MSFD collar positions are structurally neutral (protective); the modeled P&L assumes European-style exercise at expiration and ignores early assignment, transaction costs, dividends paid before expiry on the stock leg (when present), and the bid-ask spread on the listed chain. MSFD positions also carry Financial Services sector concentration risk; news flow inside the sector (peer earnings, regulatory shifts, supply-chain headlines) can move MSFD alongside the broader basket even when MSFD-specific fundamentals are unchanged. Always rebuild the position from current MSFD chain quotes before placing a trade.
Frequently asked questions
- What is a collar on MSFD?
- A collar on MSFD is the collar strategy applied to MSFD (etf). The strategy is structurally neutral (protective): A collar pairs long stock with a protective out-of-the-money put financed by a short out-of-the-money call, capping both tails of the position around the current spot. With MSFD etf trading near $12.84, the strikes shown on this page are snapped to the nearest listed MSFD chain strike and the premiums come straight from the end-of-day bid/ask midpoint.

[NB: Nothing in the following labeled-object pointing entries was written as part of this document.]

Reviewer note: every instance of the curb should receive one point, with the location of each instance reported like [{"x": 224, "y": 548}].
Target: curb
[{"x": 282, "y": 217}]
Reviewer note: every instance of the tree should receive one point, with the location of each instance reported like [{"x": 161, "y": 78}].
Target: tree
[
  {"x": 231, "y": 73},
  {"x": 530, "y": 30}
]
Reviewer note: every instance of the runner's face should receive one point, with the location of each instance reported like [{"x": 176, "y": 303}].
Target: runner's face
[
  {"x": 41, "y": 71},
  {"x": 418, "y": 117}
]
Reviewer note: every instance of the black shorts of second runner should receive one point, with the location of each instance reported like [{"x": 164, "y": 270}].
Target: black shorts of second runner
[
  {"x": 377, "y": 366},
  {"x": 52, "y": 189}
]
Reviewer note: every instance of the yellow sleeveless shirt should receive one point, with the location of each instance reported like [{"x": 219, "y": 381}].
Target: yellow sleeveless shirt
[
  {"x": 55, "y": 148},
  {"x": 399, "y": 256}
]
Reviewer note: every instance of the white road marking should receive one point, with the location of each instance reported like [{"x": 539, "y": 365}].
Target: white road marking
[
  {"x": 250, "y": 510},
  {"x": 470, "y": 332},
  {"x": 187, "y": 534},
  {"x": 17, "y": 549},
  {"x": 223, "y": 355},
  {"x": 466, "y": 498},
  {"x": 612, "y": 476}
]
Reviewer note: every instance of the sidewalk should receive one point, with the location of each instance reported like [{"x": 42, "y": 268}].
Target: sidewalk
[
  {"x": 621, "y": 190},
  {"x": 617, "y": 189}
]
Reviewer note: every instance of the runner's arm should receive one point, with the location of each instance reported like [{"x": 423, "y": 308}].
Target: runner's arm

- How are MSFD collar max profit and max loss calculated?
- Max profit roughly equals short-call strike minus cost basis plus net premium; max loss roughly equals cost basis minus long-put strike minus net premium. Breakeven shifts by the net premium. For the MSFD collar priced from the end-of-day chain at a 30-day expiry (ATM IV 15.10%), the computed maximum profit is unbounded per contract and the computed maximum loss is unbounded per contract. Live intraday quotes will differ as the chain moves through the trading session.
- What is the breakeven for a MSFD collar?
- The breakeven for the MSFD collar priced on this page is no defined breakeven on the modeled curve at expiration, derived from end-of-day chain premiums. Breakeven is the underlying price at which the strategy's P&L crosses zero ignoring transaction costs and assignment risk. The current MSFD market-implied 1-standard-deviation expected move is approximately 4.33%; if the move sits well outside the breakeven distance, the structure's risk-reward becomes correspondingly tighter.
- When should you consider a collar on MSFD?
- Collars on MSFD hedge an existing long MSFD etf position; the long put sets a floor while the short call finances it, often run as a near-zero-cost hedge during expected volatility windows.
- How does current MSFD implied volatility affect this collar?
- MSFD ATM IV is at 15.10% with IV rank near 2.60%, which is on the low end of its 1-year range. Premium-buying structures (long call, long put, debit spreads) are relatively cheap in this regime; premium-selling structures collect less credit per unit risk.